We can test this worked by making the notebook do something;

In [None]:
print ('Hello, welcome to this practical!')

# python works on a zero based system (i.e. the numbering starts from 0) and the system works fairly simply
# if you want to test some basic maths for example 

print ('The result of 2+2 is equal to:')

2+2 

#### Now we need to import the data that we want to work with. 

In this practical we will be using some previously published coral records, first from the tropical Pacific Island called Palmyra Island (Nurhati et al., 2011). This Palmyra Island coral lies on the edge of the NINO3.4 region, which is a popular measure of the state of El Niño Southern Oscillation. Additionally we will look at a coral record from the Mentawai Islands, in the South East Tropical Indian Ocean (Abram et al., 2020). This region lies within the eastern box of the Dipole Mode Index, which is the index of Indian Ocean Dipole variance.

Both these papers can be found in the github folder!

You will look at following and investigate what this means;
- relationship between coral proxy evidence and sea surface temperature, 
- relationships between the coral proxies and large climate oscillations
- correlations to gridded fields 

## 1. How well do corals in the tropical Pacific reconstruct Sea surface temperature?



The data is in the same folder we are working in so we can just download it straight into this box using a excel read comment.


In [None]:
#we want to upload the coral data here and name it something meaningful
# this function 'pd.read_excel' will read the document and put it into a pandas array
NU11_palmyra = pd.read_excel('palmyra2011.xlsx') 

# we can print this out by just typying our meaningful name again

NU11_palmyra

One thing to notice here is that the date format is in a decimal (i.e. 1886.13 is equivalent to the middle of February in 1886). In order to more easily manipulate the dates we would like to use something called Datetime. This will allow us to compare the data easily and average the data to annual values etc. 

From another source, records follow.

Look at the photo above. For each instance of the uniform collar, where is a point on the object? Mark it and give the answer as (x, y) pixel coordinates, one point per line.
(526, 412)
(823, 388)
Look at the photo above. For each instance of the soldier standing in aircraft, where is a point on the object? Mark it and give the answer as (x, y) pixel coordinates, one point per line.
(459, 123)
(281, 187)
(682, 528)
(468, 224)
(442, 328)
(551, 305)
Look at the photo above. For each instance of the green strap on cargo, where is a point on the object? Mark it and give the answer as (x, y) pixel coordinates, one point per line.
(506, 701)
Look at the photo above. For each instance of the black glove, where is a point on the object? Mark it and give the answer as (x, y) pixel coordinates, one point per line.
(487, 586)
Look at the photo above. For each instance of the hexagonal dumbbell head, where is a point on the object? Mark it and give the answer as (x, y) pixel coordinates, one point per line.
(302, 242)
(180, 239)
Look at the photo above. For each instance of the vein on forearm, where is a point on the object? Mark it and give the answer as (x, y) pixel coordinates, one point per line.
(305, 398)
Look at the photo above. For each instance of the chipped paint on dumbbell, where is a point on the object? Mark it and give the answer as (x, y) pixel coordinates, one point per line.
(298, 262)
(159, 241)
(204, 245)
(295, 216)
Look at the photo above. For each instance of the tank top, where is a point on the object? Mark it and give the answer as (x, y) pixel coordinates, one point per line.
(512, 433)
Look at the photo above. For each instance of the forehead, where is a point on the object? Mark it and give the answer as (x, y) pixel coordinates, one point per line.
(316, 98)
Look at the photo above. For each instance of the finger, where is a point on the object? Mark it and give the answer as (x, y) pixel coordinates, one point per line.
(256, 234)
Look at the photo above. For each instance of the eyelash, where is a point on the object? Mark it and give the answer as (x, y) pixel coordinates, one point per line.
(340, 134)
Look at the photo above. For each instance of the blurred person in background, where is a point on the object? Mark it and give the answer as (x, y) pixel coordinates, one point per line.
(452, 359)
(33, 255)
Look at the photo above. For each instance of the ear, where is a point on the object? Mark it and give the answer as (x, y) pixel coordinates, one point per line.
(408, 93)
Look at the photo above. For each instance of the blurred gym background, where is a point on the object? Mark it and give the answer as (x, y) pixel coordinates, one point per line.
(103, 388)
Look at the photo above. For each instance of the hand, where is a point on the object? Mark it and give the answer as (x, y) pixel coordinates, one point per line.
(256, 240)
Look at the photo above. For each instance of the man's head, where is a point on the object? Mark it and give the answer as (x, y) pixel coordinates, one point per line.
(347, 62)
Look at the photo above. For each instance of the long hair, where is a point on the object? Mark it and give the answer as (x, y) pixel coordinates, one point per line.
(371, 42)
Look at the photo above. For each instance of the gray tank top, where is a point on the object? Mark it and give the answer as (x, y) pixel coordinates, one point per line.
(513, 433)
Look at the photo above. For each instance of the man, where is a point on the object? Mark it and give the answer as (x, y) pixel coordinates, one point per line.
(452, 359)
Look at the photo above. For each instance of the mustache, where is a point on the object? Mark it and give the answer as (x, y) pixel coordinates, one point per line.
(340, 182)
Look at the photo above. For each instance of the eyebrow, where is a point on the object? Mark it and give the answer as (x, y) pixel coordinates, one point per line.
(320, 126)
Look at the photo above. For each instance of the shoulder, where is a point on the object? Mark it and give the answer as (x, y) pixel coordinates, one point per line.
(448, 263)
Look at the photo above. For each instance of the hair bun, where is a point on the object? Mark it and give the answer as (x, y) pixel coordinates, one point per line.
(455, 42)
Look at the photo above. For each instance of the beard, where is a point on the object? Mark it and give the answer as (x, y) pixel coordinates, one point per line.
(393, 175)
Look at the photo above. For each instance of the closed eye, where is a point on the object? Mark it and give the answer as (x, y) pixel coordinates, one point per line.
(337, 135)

- see more about datetime here - https://docs.python.org/3/library/datetime.html

In [None]:
# We can create a date_range using the function pd.date_range (https://pandas.pydata.org/docs/reference/api/pandas.date_range.html)
# which will range from the starting date (1886.13) middle of Feb, for the entire length of the pandas array.
Datetime=(pd.date_range(start='1/2/1886', periods=1347, freq='MS'))+ pd.offsets.Day(14) 

# here MS means the month start, and we offset it by 14 days to make it the middle of the month
Datetime # again we can print it out to see what we have done. 

In [None]:
# We can then add this into the pandas array so we have it all in the same place
NU11_palmyra['Datetime'] = Datetime #this just adds another column to the data
NU11_palmyra

So far we have been working with a very useful python package called pandas. The above table is called a pandas DataFrame. However when we are working with climate data it is easier to work with a package called an xarray (we will also use some pyleoseries data later). Xarray allows us to compare to gridded data much easier, and manipulate the data effectively. 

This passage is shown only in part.